$$20 \text{ mL}$$ of $$0.02M$$ hypo solution is used for the titration of $$10 \text{ mL}$$ of copper sulphate solution, in the presence of excess of KI using starch as an indicator. The molarity of $$Cu^{2+}$$ is found to be ______ $$\times 10^{-2} M$$ (nearest integer)
Given : $$2Cu^{2+}+4I^{-}\rightarrow Cu_{2}I_{2} + I_{2}I_{2} + 2S_{2}O_{3}^{-2} \rightarrow  2I^{-} + S_{4}O_{6}^{-2}$$

We are given 20 mL of 0.02 M hypo (sodium thiosulphate, $$Na_2S_2O_3$$) solution, 10 mL of copper sulphate ($$CuSO_4$$) solution, and excess KI, and we need to find the molarity of $$Cu^{2+}$$.

Since $$2Cu^{2+} + 4I^- \rightarrow 2CuI \downarrow + I_2$$ in the presence of excess iodide ions, the liberated $$I_2$$ is then titrated with sodium thiosulphate according to $$I_2 + 2S_2O_3^{2-} \rightarrow 2I^- + S_4O_6^{2-}$$.

Substituting the values for the titration gives $$\text{Moles of } Na_2S_2O_3 = 0.02 \times \frac{20}{1000} = 4 \times 10^{-4} \text{ mol}$$, and because 1 mol of $$I_2$$ reacts with 2 mol of $$S_2O_3^{2-}$$, the moles of $$I_2$$ are $$\text{Moles of } I_2 = \frac{4 \times 10^{-4}}{2} = 2 \times 10^{-4} \text{ mol}$$.

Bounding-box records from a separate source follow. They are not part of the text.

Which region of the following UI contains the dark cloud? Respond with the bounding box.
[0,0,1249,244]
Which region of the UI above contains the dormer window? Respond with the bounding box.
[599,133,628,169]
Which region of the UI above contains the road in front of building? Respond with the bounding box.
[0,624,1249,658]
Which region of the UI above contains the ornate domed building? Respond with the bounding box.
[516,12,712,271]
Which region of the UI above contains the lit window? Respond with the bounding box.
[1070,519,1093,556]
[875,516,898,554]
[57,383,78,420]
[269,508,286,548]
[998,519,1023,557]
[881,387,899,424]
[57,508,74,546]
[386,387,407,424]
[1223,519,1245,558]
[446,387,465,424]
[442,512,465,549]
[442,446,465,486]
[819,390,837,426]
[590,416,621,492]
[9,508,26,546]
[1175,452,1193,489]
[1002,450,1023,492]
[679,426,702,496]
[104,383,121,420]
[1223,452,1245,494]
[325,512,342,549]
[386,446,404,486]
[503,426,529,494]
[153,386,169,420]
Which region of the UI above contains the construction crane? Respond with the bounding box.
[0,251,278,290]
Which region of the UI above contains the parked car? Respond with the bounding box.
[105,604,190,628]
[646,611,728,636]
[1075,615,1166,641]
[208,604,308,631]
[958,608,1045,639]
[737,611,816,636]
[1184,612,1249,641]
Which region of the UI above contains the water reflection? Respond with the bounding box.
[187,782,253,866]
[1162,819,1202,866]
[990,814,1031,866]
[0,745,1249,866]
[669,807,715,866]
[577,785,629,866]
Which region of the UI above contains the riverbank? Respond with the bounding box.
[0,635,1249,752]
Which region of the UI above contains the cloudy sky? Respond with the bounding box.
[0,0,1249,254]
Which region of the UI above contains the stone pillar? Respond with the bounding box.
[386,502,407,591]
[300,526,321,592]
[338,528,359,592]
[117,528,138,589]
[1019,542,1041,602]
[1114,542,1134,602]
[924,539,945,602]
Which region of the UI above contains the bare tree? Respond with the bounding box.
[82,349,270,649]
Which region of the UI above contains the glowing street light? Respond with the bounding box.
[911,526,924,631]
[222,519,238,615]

Since 2 mol of $$Cu^{2+}$$ produce 1 mol of $$I_2$$, it follows that $$\text{Moles of } Cu^{2+} = 2 \times (2 \times 10^{-4}) = 4 \times 10^{-4} \text{ mol}$$.

Finally, dividing by the 10 mL (0.01 L) of $$Cu^{2+}$$ solution gives $$\text{Molarity} = \frac{\text{Moles}}{\text{Volume in litres}} = \frac{4 \times 10^{-4}}{10/1000} = \frac{4 \times 10^{-4}}{0.01} = 4 \times 10^{-2} \text{ M}$$. Therefore, the molarity of $$Cu^{2+}$$ is 4 $$\times 10^{-2}$$ M.